Fonterra chair John Wilson told those at the launch that the company’s cheese, whey and nutritionals strategy, based in Australia, “is critical to the growth and drive in demand that is required from an increasingly demanding consumer base globally”.

"Global dairy demand is very strong, it is driven by the demand for high-quality nutrition, particularly into developing markets,” he said.

"But dairying is very volatile.

“World prices move very, very quickly when supply and demand is relatively balanced, and it doesn’t take much to create significant uncertainty in the dairy climate.

“Recently I’ve been with farmers in Europe, the US, South America, and home in New Zealand and here in Australia, and every single one of those farmers has had to deal with extreme volatility and have had to adapt their businesses to do so.

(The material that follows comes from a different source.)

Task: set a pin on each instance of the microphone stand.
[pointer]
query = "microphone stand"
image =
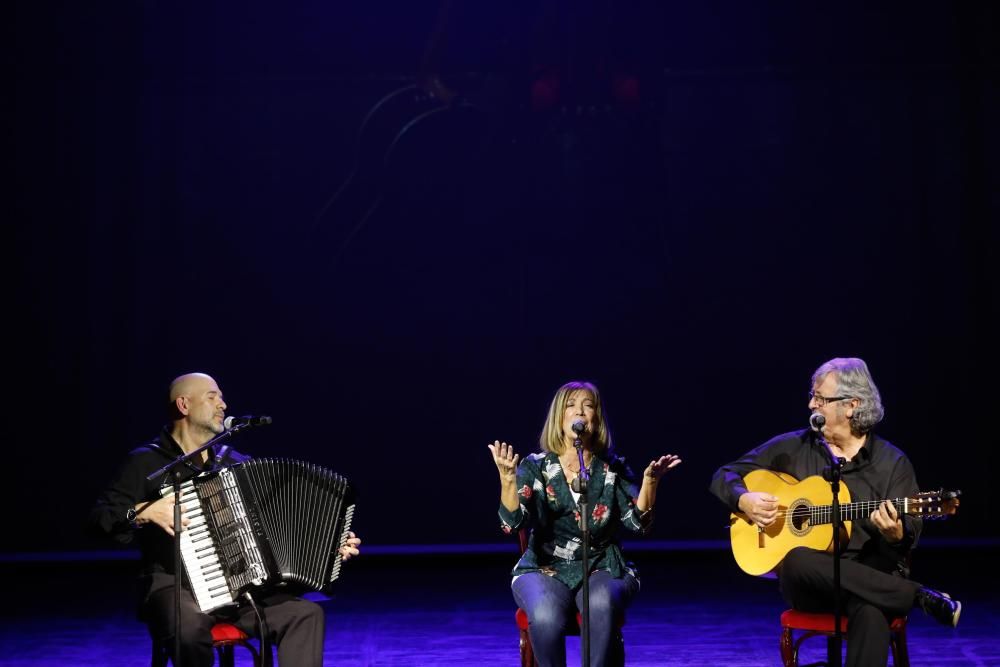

"The challenge for us and the challenge that we take on very strongly is to continue to build innovative plants, putting more and more product into food service, consumer and sophisticated ingredients to ensure we can deliver the best prices to our farmers.

“But ultimately I need to say prices will be volatile.”

Mr Dedoncker said the key driver for Fonterra in the Australian market was that it was “a really diversified business”.

It offered a diverse portfolio of productions into three distinct channels — retail, food service and ingredients.

“If you are focused on one product only with one trade channel only, you have a real risk in your business system,” he said.

“We don’t.

“We have three massive channels that we can send product through and we have at least four different product categories.”

“Fonterra cheese already tops more than half the pizzas made in China, and now we will be sending Australian-made mozzarella to cater for growing demand.”

Mr Dedoncker said 40 per cent of people in urban China eat at Western-style fast food outlets once a week, and the use of dairy in foodservice has grown by over 30 per cent in just five years.

“This growth has been helped by demand for cheese — as disposable incomes rise the dining-out culture is growing, particularly for pizza.

“In Japan, cheese consumption is rising by 3 per cent each year, with huge potential for growth.

“Japan is the world’s second-largest importer of cheese, with Australia their number one supplier — they’re our biggest market for cheese.”